My article last week in Above The Law was entitled “Should Men Use Botox?  Ask The Thirtysomethings Who Want To Look Young Again.”

Its about workplace age discrimination in a world with an aging population.

I wrote that “Sigh … we all get old.  Hopefully. …

Age is the only protected category under the employment discrimination laws that we all hope we enter. (Except for pregnancy, I guess, which eliminates a lot of us).  We may hope to become old, but the workplace has yet to become welcoming – or accepting.”

Well, I received an unexpected and much appreciated Twitter endorsement of my article from Ashton Applewhite, to whose New York Times piece last September I devoted an entire blog post.

Ashton Applewhite
@thischairrocks
@richard09535496 Excellent piece, I’m circulating it. You’d like my book, This Chair Rocks: A Manifesto Against Ageism. amzn.to/1oL6gNh

 

Since he has written the definitive work on ageism today, “This Chair Rocks: A Manifesto Against Ageism,” I want to re-print my previous post about his NYT article, see below.

From September, 2016:

“You’re How Old? We’ll Be in Touch (by Ashton Applewhite In The NYT)”

I’ve written a lot about ageism, age discrimination, studies and stereotypes about older workers, the ADEA, and everything related.

But surely not nearly as well as Ashton Applewhite, author of “This Chair Rocks: A Manifesto Against Ageism,” and a short piece published in the Review Section of tomorrow’s New York Times.

I want to quote the entire NYT article, but can’t and won’t.  I will just give a short, truncated quote and leave it to you to read his work – it deserves more than a few readings.

He says that “In 2016, almost 20 percent of Americans 65 and older are working. … These older people represent a vast well of productive and creative potential.

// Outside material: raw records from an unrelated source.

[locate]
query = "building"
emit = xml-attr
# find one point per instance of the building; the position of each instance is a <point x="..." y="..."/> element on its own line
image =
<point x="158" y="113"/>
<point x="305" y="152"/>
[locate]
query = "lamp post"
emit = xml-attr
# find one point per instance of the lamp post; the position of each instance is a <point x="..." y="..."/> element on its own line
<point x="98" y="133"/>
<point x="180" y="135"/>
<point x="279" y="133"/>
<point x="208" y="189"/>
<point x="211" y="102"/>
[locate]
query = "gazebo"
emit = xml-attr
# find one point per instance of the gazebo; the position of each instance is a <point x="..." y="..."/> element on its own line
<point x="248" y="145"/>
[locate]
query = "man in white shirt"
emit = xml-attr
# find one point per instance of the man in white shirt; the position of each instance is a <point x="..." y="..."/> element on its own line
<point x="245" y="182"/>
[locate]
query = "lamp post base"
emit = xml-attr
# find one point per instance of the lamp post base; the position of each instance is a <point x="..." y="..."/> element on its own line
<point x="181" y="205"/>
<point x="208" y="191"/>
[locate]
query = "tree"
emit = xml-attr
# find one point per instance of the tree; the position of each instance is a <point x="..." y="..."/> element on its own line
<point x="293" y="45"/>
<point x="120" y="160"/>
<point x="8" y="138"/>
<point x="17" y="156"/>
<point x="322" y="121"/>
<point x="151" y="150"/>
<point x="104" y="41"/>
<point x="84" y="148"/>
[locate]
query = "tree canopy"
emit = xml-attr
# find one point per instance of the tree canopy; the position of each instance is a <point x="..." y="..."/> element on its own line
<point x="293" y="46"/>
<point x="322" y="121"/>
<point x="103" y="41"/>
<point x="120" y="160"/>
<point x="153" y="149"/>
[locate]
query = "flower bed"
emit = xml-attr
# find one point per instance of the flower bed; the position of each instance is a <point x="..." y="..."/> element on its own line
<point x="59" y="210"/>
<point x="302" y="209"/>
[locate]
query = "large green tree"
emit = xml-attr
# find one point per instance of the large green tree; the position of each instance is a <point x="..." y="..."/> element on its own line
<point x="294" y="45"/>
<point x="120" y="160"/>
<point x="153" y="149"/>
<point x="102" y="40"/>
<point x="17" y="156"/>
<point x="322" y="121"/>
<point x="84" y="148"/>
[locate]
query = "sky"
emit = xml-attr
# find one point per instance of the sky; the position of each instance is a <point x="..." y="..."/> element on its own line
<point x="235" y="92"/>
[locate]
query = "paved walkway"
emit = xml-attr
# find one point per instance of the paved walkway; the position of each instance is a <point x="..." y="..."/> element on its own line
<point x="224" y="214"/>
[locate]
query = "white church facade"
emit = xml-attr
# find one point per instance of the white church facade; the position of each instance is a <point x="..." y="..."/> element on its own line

Veteran workers can bring deep knowledge to the table, as well as well-honed interpersonal skills, better judgment than the less experienced and a more balanced perspective. … Why, then, are well over a million and a half Americans over 50, people with decades of life ahead of them, unable to find work? …

The problem is ageism … [a] dumb and destructive obsession with youth so extreme that experience has become a liability. … Age discrimination in employment is illegal, but two-thirds of older job seekers report encountering it.”

His piece is full of anecdotes, studies, statistics, sad stories, and not just a little anger.

He concludes:  “Confronting ageism means joining forces. It means seeing older people not as alien and ‘other,’ but as us — future us, that is.”